落ちる速度を緩めるために風を起こす魔法を使ったが、先程怒りに任せて魔力を暴走させてしまったせいで制御が効かなくなっているようだった。
そう自分を解析したとき、
「ガハッ」
咳込み、血を吐いた。
魔力が暴走して勝手に空気中に放出されているようだった。
このままだと自分が死ぬだけではなく、魔力が高密度で含まれている邪素が大量発生してしまう。
「大丈夫?」
聞き覚えのない女の声だ。
初対面なので怖くて声を出すことができない。
「魔力が暴走してるのね。
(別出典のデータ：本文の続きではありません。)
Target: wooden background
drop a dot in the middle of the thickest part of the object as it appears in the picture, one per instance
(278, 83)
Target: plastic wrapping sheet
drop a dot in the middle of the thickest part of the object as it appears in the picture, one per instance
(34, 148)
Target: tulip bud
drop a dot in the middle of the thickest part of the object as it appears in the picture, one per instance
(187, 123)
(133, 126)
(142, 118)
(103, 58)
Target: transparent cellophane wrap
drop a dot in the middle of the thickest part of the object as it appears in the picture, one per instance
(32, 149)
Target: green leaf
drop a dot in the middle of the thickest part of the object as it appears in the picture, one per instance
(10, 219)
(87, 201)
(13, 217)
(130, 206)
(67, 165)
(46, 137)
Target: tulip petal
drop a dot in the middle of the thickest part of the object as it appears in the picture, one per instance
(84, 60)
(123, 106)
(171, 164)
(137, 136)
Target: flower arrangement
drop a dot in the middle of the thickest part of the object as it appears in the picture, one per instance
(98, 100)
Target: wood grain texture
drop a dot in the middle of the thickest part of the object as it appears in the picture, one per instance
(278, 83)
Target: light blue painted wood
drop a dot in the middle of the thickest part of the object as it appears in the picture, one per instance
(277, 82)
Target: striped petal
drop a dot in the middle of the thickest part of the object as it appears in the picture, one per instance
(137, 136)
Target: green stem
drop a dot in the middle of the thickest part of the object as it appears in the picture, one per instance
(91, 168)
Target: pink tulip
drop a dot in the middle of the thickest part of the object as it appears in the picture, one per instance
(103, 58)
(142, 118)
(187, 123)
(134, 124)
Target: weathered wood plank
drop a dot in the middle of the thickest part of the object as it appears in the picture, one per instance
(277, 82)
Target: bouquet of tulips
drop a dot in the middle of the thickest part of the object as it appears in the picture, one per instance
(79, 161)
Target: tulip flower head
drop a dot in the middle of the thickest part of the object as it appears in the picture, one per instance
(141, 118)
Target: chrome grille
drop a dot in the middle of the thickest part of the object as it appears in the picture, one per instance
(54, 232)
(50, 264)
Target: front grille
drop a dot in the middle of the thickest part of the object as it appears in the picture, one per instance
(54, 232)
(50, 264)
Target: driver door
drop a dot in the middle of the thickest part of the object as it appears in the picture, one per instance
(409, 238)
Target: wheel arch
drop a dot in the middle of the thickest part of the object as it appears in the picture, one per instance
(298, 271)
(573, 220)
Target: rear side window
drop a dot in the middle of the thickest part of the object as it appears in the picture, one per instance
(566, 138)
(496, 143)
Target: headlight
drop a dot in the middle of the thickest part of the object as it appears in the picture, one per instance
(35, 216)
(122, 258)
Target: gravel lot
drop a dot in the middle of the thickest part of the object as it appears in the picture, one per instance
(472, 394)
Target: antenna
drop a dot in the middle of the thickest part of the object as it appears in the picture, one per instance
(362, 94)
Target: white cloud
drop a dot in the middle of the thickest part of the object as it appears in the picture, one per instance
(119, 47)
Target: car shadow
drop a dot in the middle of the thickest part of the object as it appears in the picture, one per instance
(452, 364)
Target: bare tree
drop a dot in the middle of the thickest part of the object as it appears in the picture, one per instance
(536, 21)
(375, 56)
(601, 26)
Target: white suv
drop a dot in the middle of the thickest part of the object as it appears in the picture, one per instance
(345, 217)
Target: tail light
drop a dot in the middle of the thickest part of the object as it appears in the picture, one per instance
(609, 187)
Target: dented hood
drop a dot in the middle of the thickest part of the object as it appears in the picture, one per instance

大丈夫。私が治してあげるわ」
彼女が自分に手をかざすと、暴走していた魔力が中心に戻っていく感覚を覚えた。
「とんでもない魔力量をしてるわね。私じゃこれが限界」
僕としては一割も抑えられている気がしないが助けようとしてくれたのだ、お礼は言っておこう。
「…」
怖い。
自分が情けない。
助けようとしてくれたのだ、悪い者であるはずがない。
だが、どんな人でも人を殺す可能性があると考えると恐怖が勝ってしまう。